KELLY OLIVER – This Land (Folkstock FSR 14 004)

Kelly OliverReturning from Brazil determined to pursue her ambition of becoming a professional musician, Stevenage-based Oliver has had a busy and fruitful year. Since playing her first folk club gig in June 2013, she’s opened for such acts as The Urban Folk Quartet, Gilmore & Roberts and Dave Swarbrick, played numerous festivals, Cambridge included, released an EP and won a Help Musicians UK Emerging Excellence Award. Now comes her debut album, a simple, uncluttered affair predominantly constructed around her guitar playing and occasional harmonica that bears witness to her traditional influences (she’s been often likened to Annie Briggs) as well as her songwriting prowess on a largely self-penned set, drawn, the blurb says, from her Irish grandparents and “a dose of indignation”.

It’s one of her own that gets the ball rolling with ‘The Witch of Walkern’, an acoustic strummed number that mine the folk tradition of tales about women falsely condemned for witchcraft, though here, as in the titular case of Jane Wenham, a Hertfordshire woman whose 1712 ordeal is claimed to have been the last witch trial in the UK , the accused secures her pardon.
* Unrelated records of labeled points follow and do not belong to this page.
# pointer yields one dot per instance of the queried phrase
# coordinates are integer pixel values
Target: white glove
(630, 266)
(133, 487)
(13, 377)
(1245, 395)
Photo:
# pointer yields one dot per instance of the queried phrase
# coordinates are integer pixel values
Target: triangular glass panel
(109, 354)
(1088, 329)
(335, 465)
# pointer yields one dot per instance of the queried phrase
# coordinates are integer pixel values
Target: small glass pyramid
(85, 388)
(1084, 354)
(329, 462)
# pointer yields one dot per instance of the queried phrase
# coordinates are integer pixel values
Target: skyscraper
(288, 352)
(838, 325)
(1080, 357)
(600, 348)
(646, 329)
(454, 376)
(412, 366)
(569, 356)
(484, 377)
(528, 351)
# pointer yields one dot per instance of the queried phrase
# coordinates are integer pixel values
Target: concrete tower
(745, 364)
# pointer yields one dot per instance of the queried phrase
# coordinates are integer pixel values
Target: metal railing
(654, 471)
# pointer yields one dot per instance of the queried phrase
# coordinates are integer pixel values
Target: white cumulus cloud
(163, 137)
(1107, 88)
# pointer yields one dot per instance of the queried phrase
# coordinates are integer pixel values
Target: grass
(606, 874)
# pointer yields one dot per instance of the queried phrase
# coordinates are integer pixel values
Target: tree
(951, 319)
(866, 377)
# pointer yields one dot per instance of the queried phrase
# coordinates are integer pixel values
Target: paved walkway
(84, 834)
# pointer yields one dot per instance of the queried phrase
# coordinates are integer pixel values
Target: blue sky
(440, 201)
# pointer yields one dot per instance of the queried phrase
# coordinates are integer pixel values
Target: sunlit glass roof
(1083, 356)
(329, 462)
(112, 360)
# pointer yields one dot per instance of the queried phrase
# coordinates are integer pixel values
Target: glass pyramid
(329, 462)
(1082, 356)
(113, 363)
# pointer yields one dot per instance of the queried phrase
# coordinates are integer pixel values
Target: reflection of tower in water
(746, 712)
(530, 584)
The perversion of justice is also at the heart of the bluesy, harmonica blowing ‘Mr Officer’, a song about witnessing a murder built around a repeated line, as she declares “that boy you have taken in is not the guilty man you seek” while righteous anger burns through ‘Off To The Market’, a familiarly traditional styled tune that addresses the cruel trade in human organs, guns, animal hides and horns, and girls abducted to be sold into prostitution.

She spins engaging stories, though most are haunted by dark shadows; the light, shimmering melody of ‘Grandpa Was A Stoker’, on which Swarbrick contributes fiddle, conceals a lyric about the hardship of life in a ship’s engine room that drove men mad, ‘Playing With Sand’, on which she harmonises with herself, talks of a prejudiced education system that assumed Irish immigrants to be ignorant and in ‘Diamond Girl’, a lovely rippling, descending chords ballad on which Luke Jackson provides harmonies, although the girl could do no wrong in her devoted lover’s eyes, she proves less forgiving of his mistakes. An a capella version is also hidden away at the end of the album.

There are, however, some patches of light. Although in the steady strummed ‘Dear Daughter’, the father refuses to let his daughter follow her lover to America, he does so because he won’t let her waste her life on a banished ne’er do who “shamed the girls and .. stole from all around’ and ‘only wants a wife to keep him from the cells’” And, while the gentle ‘A Gush Of Wind’ documents, rather like some Victorian ballad, how a milling family falls on hard times with the baby dying, being made homeless and the father accused of theft, they retain faith in prayer to deliver then which, in the ambiguous final line, seems to have been finally answered.

The remaining two numbers are non-originals, the first a crystal pure reading of the traditional ballad ‘Mary And The Soldier’ and the second, on which Sunjay Brayne provides guitar accompaniment, a heart-aching stripped down version of Dougie Maclean’s much-covered ‘Caledonia’ that makes me recant my desire never to hear it again.

With a full tour almost completed and featuring on November’s anti-war charities fundraiser cover of Pete Seeger’s ‘Where Have All The Flowers Gone’ by folk supergroup Armistice Pals, alongside such leading folk names as Judy Dyble, While & Matthews, Reg Meuross, Dave Swarbrick, Christine Collister, Johnny Coppin, Merry Hell and Edwina Hayes, it’s been a remarkable year for Oliver. On the evidence so far, that’s just the tip of what promises to be a very big iceberg.